America was no more welcoming. Boston issued a bylaw as early as 1723 prohibiting bowling on town roads. Maryland issued bans in the early 1800s and other states followed suit from there. By the late 19th century, bowling had been purged from most towns and roads, surviving only in the back roads of the Irish hinterlands.
If there’s a modern embodiment of road bowling’s outlaw past, it might be Lyndon Kiely. The 40-year-old excavator would blend in nicely on the set of “Game of Thrones,” with his barrel chest, jet-black beard, and exotic tattoos. The one-time rugby player, who “was practically born with a bowl in hand,” is vying today for a coveted spot at the U.S. playoffs in upstate New York. The top bowlers from Boston go up against players from New York and West Virginia (who, Con says, “bowl with a bottle of moonshine in the other hand”). The winners — whose ranks will include Sean O’Mahony — will head over to the All-Ireland competition to represent the U.S.
At the moment, Lyndon finds himself halfway down the road and in a dead heat with the elder Florie, a five-time All-Ireland champion who — when he’s not hurling iron — “does a bit of construction.” It seems to be a classic battle of brains versus brawn, though I don’t dare suggest it within earshot of either. Lyndon is on a tight curve with limited choices. He can’t loft his shot over the curve due to trees overhead, but it’s hard to see how he can find an inside track that won’t leave him dead in the rough. Darren, his chain-smoking “road shower,” an adviser similar to a golf caddy, approaches to consult.

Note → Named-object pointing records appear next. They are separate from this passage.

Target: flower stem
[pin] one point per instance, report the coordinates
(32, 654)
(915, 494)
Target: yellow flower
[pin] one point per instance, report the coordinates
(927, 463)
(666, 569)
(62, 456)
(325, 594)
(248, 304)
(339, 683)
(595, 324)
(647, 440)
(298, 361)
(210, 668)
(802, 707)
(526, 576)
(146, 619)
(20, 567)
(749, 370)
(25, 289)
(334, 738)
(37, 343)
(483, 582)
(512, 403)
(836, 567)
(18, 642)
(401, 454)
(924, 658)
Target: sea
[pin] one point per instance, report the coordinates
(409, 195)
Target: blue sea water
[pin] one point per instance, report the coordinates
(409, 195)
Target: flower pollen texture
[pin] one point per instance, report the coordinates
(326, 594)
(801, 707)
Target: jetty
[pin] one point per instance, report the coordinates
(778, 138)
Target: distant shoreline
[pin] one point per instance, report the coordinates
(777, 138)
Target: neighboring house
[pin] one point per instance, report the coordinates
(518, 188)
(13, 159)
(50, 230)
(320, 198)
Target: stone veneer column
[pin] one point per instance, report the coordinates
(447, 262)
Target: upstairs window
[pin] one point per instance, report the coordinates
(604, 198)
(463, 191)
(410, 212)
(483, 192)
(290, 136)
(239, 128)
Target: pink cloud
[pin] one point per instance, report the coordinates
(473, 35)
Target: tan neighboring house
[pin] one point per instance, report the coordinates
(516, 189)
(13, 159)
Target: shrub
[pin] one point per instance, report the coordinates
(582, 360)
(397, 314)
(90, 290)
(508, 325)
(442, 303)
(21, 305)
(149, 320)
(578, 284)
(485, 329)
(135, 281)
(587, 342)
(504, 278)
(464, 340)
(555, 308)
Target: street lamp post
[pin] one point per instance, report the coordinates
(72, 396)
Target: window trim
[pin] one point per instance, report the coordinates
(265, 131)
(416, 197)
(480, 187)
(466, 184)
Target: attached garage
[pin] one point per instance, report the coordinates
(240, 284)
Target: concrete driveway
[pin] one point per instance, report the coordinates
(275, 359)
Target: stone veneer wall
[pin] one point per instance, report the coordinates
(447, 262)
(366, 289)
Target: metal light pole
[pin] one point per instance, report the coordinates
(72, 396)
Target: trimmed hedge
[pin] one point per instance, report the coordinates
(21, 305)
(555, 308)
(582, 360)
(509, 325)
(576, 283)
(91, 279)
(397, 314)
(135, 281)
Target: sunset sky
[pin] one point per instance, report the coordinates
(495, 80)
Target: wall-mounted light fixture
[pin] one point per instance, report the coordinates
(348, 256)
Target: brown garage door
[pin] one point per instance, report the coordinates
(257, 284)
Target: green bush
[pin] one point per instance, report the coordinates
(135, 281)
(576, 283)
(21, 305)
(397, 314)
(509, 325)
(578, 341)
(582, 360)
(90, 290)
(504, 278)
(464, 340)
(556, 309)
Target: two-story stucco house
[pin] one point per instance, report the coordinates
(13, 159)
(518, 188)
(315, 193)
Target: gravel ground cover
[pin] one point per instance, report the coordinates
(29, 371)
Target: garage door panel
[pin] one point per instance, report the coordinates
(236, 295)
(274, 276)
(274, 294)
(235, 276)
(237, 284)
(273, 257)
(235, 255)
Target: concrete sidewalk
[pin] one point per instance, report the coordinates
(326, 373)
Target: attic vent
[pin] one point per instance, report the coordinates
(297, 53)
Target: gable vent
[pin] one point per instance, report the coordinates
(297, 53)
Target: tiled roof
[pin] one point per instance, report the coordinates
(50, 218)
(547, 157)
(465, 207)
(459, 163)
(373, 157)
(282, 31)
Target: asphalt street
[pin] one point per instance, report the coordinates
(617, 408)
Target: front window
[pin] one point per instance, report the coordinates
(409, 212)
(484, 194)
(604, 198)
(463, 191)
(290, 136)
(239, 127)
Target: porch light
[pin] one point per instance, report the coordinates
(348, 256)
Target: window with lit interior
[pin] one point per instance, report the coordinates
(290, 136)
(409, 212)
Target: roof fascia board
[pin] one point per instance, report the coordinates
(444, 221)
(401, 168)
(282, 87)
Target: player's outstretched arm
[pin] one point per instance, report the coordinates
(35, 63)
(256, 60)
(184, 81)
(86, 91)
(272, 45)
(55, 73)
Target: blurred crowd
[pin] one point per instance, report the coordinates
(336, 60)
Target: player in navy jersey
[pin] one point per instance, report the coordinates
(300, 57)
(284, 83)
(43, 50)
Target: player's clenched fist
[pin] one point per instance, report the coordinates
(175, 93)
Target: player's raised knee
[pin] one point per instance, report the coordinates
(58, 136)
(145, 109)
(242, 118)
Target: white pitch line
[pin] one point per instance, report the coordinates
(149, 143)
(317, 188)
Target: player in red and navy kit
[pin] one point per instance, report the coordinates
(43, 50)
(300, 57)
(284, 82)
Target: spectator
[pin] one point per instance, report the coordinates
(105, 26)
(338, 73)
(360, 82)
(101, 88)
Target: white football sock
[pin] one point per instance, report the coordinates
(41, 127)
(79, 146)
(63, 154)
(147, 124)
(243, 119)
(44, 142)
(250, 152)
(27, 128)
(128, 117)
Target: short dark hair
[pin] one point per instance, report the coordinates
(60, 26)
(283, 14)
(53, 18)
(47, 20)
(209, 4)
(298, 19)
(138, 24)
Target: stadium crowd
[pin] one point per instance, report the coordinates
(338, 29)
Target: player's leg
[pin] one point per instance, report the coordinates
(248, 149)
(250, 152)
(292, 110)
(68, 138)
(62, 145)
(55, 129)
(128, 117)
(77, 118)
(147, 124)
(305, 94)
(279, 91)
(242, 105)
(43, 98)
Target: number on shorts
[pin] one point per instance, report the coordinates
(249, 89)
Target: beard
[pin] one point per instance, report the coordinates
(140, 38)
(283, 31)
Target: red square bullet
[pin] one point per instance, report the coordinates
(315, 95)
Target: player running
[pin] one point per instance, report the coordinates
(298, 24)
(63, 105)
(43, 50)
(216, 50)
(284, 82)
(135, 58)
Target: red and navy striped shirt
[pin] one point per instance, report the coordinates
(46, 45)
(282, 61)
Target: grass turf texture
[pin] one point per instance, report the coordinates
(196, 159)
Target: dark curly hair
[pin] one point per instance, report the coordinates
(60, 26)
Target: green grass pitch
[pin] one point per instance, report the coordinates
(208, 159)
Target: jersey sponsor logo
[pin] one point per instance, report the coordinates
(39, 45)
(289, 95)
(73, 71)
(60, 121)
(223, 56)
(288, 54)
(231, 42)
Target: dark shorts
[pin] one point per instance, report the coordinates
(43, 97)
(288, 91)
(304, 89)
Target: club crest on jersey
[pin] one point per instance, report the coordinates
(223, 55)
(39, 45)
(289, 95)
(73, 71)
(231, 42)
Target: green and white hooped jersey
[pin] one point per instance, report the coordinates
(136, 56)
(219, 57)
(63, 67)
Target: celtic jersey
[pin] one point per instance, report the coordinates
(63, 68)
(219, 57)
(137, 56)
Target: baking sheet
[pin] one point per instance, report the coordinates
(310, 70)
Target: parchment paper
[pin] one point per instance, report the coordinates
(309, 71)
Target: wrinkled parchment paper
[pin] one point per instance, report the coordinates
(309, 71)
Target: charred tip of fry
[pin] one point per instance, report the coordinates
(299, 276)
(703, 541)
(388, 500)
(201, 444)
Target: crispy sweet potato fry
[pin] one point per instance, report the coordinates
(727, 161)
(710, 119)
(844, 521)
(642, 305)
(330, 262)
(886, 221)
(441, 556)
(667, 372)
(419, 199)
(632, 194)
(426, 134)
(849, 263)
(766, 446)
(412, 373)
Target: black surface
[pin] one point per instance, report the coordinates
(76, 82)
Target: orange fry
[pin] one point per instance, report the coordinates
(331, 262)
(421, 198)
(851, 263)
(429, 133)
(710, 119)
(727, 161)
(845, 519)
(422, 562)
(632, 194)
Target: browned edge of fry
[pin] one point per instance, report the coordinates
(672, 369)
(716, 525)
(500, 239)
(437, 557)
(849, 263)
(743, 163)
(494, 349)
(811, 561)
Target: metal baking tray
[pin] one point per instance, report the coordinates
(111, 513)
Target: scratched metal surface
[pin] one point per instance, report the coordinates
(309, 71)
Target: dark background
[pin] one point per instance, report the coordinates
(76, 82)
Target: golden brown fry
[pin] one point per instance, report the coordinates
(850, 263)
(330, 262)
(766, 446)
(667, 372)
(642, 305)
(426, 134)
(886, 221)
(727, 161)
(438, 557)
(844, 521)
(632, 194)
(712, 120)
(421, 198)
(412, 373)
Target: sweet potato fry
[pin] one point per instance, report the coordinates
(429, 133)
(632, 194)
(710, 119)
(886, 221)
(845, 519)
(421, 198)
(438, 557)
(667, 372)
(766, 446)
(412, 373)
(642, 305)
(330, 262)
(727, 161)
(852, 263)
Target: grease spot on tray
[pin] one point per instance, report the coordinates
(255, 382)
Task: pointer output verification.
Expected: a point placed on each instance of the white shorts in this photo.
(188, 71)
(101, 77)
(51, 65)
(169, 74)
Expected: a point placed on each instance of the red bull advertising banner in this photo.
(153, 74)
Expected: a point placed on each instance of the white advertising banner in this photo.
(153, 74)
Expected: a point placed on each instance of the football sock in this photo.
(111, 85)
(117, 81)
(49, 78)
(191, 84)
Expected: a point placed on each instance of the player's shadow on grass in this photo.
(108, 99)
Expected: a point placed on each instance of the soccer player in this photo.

He carries a piece of sheet rock which he uses like chalk to mark the road. “Straight out now, no messin’,” he encourages Lyndon as he walks down the road, spreads his legs, and forms a human target. “This bowl has to fuckin’ fly!”
Fly it does — deep into the woods. A big fellow, brandishing a golf club with a magnet fashioned on the end, heads into a muddy ditch to lead the search party. Players hate to lose bowls, as they’re not easy to replace. After years purchasing official bowls from Ireland, American road-bowlers came upon a more affordable source: China. Turns out Chinese-manufactured steel balls designed for fence posts are the exact size and weight of league-sanctioned bowls.
After 10 minutes scouring the underbrush, the search is called off. Lyndon has to forfeit a shot, which puts him behind by one. Florie is in a strong position now, with the finish line in sight. His road-shower son marks a track with leaves — which they call the “sop” (a Gaelic word for a small pile of straw). “Watch my van, will you?” yells a spectator with a laugh, pointing way down the road to his parked van.
A family of hikers appears down the road. “Open up!” shouts a spotter, stationed there to prevent bodily harm to unsuspecting bystanders. Play is paused and the crowd parts to let the bewildered family through.
Florie squats like a pro-circuit golfer, eyes every angle, and switches sides of the road. Then winds up and nails his leafy target dead on to win the score.
“Split the sop!” calls out Sean.
“Ah, he’s a fox, all right,” says Con with a wink.
The men shake hands and we all stroll back to our cars replaying, and prosecuting, the final shots of the score. It’s mid-afternoon, but there’s still talk of a quick pub stop.
Over pints of Guinness, in a pub surrounded by Red Sox and Patriots banners, I ask Con why he and the rest of the fellows give up a hard-earned day off to play a game in the woods that no one’s ever heard of. He takes a sip and thinks.
“It’s a nice walk, I suppose,” Con says. He takes another sip. “And the camaraderie. In the end, you get beaten or you win. You go for a few pints. And what happens on the road stays on the road.”